Los héroes de la hostelería, jóvenes o viejos, condenados o esperanzados, recibían su premio con galas y posado, y si había alguno que no estaba para recogerlo enseguida señalaban que estaba “currando”, que a lo mejor el valor supremo no es la libertad sino no poder dejar de trabajar ni para que te den un premio por tu trabajo. Pero estos premios tenían algo de premio de consolación, de gallifante ayuser, algo que en realidad no se puede comparar con ese premio de miss Venezuela que le habían dado a aquella chiquilla contratándola en una inmobiliaria. Pero claro, uno es que también tiene familia en el gremio y sabe que no se abotonan la chaquetilla como los pianistas ni como los filántropos. A pesar de todo, un premio es un premio y los galardonados sacaban pecho en el fotocol y charlaban mucho con Ayuso, que se llevó todo el acto con ojos de niña en Navidad que desenvuelve ese Nenuco que es para las niñas la Navidad. En este caso, una Navidad de productos de la tierra, vinos de la tierra, economía de la tierra y camareros de la tierra, que venían haciendo de la necesidad virtud como si vinieran patinando con la bandeja. 
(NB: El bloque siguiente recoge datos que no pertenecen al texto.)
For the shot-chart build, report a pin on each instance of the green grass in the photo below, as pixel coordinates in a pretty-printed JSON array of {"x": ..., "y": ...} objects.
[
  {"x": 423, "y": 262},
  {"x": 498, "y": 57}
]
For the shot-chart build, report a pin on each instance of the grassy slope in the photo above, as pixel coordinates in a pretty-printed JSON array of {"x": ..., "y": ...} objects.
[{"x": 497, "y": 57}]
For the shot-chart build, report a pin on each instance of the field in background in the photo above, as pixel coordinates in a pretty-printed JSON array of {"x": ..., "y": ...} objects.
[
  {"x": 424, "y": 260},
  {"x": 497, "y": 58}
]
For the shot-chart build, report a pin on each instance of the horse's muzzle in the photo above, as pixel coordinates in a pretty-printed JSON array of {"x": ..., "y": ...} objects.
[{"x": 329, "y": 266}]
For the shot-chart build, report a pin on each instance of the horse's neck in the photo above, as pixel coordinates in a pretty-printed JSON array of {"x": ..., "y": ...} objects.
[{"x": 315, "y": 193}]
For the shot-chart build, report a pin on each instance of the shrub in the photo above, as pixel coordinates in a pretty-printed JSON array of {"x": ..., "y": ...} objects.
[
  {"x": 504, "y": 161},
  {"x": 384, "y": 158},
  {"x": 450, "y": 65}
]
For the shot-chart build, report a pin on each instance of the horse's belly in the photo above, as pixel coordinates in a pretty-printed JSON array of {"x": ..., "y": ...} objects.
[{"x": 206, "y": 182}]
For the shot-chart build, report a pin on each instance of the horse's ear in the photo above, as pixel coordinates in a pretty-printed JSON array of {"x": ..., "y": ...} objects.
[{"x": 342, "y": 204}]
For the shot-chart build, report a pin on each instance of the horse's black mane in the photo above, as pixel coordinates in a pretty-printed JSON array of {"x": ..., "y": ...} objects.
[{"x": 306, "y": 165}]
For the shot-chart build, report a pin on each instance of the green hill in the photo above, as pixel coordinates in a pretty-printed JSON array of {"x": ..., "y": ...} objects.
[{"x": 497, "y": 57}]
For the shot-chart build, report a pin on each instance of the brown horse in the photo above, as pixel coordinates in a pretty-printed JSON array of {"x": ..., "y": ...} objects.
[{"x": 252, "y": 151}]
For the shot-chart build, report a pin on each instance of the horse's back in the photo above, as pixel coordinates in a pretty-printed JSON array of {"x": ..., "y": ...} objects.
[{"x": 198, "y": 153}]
Por aquel patio de la Casa de Correos, convertido en bareto con mesas y barrilitos o en tablao flamenco (el anuncio de Tío Pepe de la Puerta del Sol se colaba por allí como un tío jerezano de Lola Flores); por aquel patio convertido en Navidad de menú, con muérdago y tarjetón en las mesas, con árboles de la Coca Cola, quizá esa cocacola de la famosa pizza de Ayuso; por aquel patio con un piano en un rincón, como una caja de bombones cerrada, y un belén descongelándose, por allí corrían la libertad y los camareros, igual que sus alegorías con alas de corcho. “No es cuestión de alcohol, sino de comunidad”, decía Ayuso como dejando una frase a los corintios, porque sigue sintiendo la necesidad de explicar que ella sea la chica de la cerveza, como el Gambrinus femenino que nos seduce por los bares. Quizá por eso yo creo que Óscar López, que parece un comisario de la ley seca, no tiene nada que hacer en Madrid, donde Ayuso es la camarera con burbujas en los ojos y espuma en la cintura a la que desean todos. Al final, con los camareros haciendo otra vez de camareros, y ya no de discóbolos con bandeja, se sirvió cerveza como sangre de Ayuso y todos entendimos el significado y el poder de la ceremonia.